If you hop into bed and grab your phone to scroll, or answer emails, or do anything other than sleep, you're training your brain that bed = not where I sleep.

No wonder we’re all so exhausted.

3 Steps to Give Your Desk a Neuroscience Glow-up

The good news? You can harness your brain’s default contextual learning system to your advantage to create time in your day.

Just give your desk a neuroscience glow-up.

Step #1: Declutter. It isn’t a fad. It’s science.

At this very moment, your brain is filtering an almost infinite amount of sensory information. It’s making lightning-fast decisions about what’s important and what can be ignored.

That cognitive filtering takes energy. It takes brain power.

Clutter matters in your workspace, too. Especially for women.

In a 2009 study at the University of California, Los Angeles found that when women described their homes as cluttered or unfinished, they had higher levels of cortisol (a hormone associated with stress).

Those 3 empty coffee cups on your desk are making your brain work harder.

Do a 5-minute declutter of your workspace. Declutter your desk at the end of each day, so you start your day with a space primed to focus.

Step #2: Re-wild your synapses.

I like my space organized. But I don’t want it to feel like a DMV waiting room. Adding plants can make a positive difference, and there’s science to back me up.
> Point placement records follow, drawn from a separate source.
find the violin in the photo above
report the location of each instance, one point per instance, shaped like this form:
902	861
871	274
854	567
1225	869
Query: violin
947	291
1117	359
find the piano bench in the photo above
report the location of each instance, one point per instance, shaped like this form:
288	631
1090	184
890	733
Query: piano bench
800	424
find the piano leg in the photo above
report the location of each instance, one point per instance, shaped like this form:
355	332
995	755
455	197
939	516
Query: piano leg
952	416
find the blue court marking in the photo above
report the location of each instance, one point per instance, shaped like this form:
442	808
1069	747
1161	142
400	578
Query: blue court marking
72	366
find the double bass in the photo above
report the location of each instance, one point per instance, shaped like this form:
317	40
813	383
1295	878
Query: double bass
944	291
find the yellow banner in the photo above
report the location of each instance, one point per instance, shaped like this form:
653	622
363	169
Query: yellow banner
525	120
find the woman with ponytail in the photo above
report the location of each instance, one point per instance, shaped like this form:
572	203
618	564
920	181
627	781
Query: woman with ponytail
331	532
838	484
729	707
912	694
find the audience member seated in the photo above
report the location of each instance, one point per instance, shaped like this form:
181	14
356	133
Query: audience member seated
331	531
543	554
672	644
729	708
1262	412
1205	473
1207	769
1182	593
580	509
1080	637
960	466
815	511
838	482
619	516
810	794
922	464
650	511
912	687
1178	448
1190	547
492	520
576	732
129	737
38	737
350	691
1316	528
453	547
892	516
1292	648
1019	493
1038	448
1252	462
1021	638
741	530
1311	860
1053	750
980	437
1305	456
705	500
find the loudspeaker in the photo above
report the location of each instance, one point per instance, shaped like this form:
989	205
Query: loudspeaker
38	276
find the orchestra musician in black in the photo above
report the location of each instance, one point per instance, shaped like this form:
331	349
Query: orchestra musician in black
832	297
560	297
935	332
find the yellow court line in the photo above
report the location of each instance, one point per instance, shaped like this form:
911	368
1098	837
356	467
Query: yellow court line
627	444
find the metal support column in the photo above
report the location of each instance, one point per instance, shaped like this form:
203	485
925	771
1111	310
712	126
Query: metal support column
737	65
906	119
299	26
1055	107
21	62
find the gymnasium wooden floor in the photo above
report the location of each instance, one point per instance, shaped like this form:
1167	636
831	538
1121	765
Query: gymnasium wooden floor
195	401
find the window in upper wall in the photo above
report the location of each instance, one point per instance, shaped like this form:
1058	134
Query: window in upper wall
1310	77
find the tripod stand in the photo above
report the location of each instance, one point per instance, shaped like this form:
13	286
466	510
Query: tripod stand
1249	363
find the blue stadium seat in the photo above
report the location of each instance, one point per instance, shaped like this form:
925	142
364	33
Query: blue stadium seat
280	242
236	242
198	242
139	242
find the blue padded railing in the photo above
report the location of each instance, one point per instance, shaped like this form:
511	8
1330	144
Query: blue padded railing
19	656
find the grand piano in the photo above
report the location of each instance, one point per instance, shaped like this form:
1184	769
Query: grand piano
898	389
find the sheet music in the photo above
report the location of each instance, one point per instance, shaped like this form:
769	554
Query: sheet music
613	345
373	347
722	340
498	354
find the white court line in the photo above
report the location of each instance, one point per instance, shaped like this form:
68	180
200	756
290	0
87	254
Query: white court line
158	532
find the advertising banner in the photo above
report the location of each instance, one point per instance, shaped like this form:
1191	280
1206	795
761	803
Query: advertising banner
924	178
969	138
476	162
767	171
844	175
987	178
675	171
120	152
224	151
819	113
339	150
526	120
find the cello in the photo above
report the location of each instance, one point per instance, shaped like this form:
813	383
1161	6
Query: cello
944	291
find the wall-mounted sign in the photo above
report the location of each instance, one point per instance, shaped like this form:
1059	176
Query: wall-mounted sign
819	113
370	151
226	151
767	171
Research in Finland found that five hours a month of nature immersion improves productivity and creativity. The wilder the nature, the better.

But even brief nature time lowers stress hormones and boosts focus.

One study found that taking just a 40-second micro-break to look at a green roof with plants improves focus.

Adding plants (even fake ones like a picture of trees or a fake flower) to your workspace can activate your brilliance.

Step #3: Get a focus activator.

A focus activator is a cue that tells your brain it’s time to get to work — not time to go through emails, answer messages, or scroll through Instagram to see if Taylor Swift’s made any new sourdough starters.

It doesn’t need to be complicated. Keep in mind that our brains are contextual learners. So a visual cue works great.

My focus activator is opening my planner and writing by hand my top daily priorities.

Writing by hand activates more of your brain, and it’s a unique way to signal your brain that it’s time to work (especially when we spend most of our lives on screens).

Your focus activator could be putting your favorite coffee cup on your desk, a brief breathing exercise, or a mantra that you say.

The key: Only put out your focus activator when you want to focus, so you don't teach your brain that it means anything goes.

Giving your desk a quick neuroscience glow-up will save you time every week. But more important than saving time, it’ll save you brain power.

Godden, D. & Baddeley, A. (1975). Context-dependent memory in two natural environments: on land and underwater. British Journal of Psychology, 66, 325-331.

Lee, K. et al. (2015). 40-second green roof views sustain attention: the role of micro-breaks in attention restoration. Journal of Environmental Psychology, 42, 182-189.

Saxbe, D. et al. (2009). No place like home: Home tours correlate with daily patterns of mood and cortisol. Personality and Social Psychology Bulletin, 36.